Wells Fargo sent an internal email Nov. 2 detailing new guidelines for Bswift transactions, according to a copy of the email reviewed by the Journal. The guidelines include specific handling and pricing procedures for those trades.
The operation also charged high fees to other parts of Wells Fargo. Wells Fargo Rail, which leases locomotives and railcars, and the bank’s corporate-trust division are often charged 1% to 1.5% on currency transactions, according to current and former employees.
The bank’s foreign-exchange management often celebrated big trades and the money they made for the bank, the current and former employees say. Sara Wardell-Smith, who led the foreign-exchange group, emailed the group to hail big trades, naming clients and spelling out revenue generated. The employees say managers used to encourage employees to ring a brass bell in the San Francisco office when the bank made a lot of money on a trade.
In mid-October, the bank announced that Ms. Wardell-Smith would lead its financial institutions group in the Americas region, according to a memo reviewed by the Journal and confirmed by a bank spokeswoman.
Current employees say the move was viewed within Wells Fargo as a demotion, coming just months after Ms.

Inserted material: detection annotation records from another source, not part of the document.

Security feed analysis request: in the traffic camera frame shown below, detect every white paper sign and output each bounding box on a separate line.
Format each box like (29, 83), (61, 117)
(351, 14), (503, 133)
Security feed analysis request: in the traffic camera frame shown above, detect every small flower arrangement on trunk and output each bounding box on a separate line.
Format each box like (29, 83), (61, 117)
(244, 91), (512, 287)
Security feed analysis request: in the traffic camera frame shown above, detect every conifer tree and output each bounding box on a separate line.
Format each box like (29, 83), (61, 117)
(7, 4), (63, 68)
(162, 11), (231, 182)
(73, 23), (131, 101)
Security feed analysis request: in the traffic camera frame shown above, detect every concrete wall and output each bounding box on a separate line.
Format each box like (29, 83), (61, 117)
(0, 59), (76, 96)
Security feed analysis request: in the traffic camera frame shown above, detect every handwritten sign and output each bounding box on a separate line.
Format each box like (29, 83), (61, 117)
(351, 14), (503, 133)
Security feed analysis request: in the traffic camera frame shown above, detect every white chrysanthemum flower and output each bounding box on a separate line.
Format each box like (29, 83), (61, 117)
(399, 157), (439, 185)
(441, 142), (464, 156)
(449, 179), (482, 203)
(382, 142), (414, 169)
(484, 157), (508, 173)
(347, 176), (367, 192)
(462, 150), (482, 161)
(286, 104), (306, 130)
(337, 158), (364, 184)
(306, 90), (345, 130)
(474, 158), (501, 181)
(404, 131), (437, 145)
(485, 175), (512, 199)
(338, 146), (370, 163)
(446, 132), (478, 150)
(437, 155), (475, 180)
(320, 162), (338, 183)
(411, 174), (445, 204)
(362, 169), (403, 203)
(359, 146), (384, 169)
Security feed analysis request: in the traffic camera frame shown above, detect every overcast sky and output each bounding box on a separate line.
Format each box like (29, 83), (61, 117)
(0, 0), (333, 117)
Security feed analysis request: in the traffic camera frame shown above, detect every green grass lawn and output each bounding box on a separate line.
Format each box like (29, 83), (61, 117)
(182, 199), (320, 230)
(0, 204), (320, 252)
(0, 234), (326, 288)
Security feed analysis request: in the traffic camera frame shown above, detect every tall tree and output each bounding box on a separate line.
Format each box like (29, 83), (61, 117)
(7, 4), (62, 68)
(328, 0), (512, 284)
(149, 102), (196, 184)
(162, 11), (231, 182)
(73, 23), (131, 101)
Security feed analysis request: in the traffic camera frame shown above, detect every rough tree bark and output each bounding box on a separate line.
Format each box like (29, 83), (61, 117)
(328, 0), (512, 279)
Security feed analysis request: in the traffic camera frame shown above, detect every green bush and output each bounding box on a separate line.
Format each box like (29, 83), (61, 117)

Wardell-Smith had been promoted to co-lead the bank’s division focusing on trading of rates, currencies and commodities. She didn’t respond to requests for comment.
The other co-leader, Ben Bonner, now leads that group on his own and is overseeing foreign-exchange trading, a bank spokeswoman confirms.
Mr. Bonner has been working with other executives to fix the problems in the currency business, according to several current employees.
Last month, the bank sent a memo to foreign-exchange employees that instructs them not to create informal or oral pricing agreements. The memo, reviewed by the Journal, also said employees are “responsible for ensuring customers are not misled regarding” pricing.
Current and former employees say some Wells Fargo employees expressed concerns about pricing practices to top executives before the bank’s internal cleanup efforts began earlier this year. Some employees say they were reluctant to press for sweeping changes, citing what they saw happen to one manager in the foreign-exchange operation about a decade ago.
During a meeting of foreign-exchange managers in the mid-2000s, Cathy Witt said it wasn’t right to celebrate high fees by ringing a bell, people familiar with the situation say. Ms. Witt, an employee in the bank’s Chicago foreign-exchange group, warned that Wells Fargo could become known as a “bucket shop,” a derisive term for a disreputable finance firm, some of the people say.
A few weeks later, Ms. Witt was summoned to a meeting in St. Louis, told that her comments had been offensive and demoted on the spot, according to people familiar with the matter. She also was told to apologize to other managers for her unprofessional behavior, the people say. She later left the bank.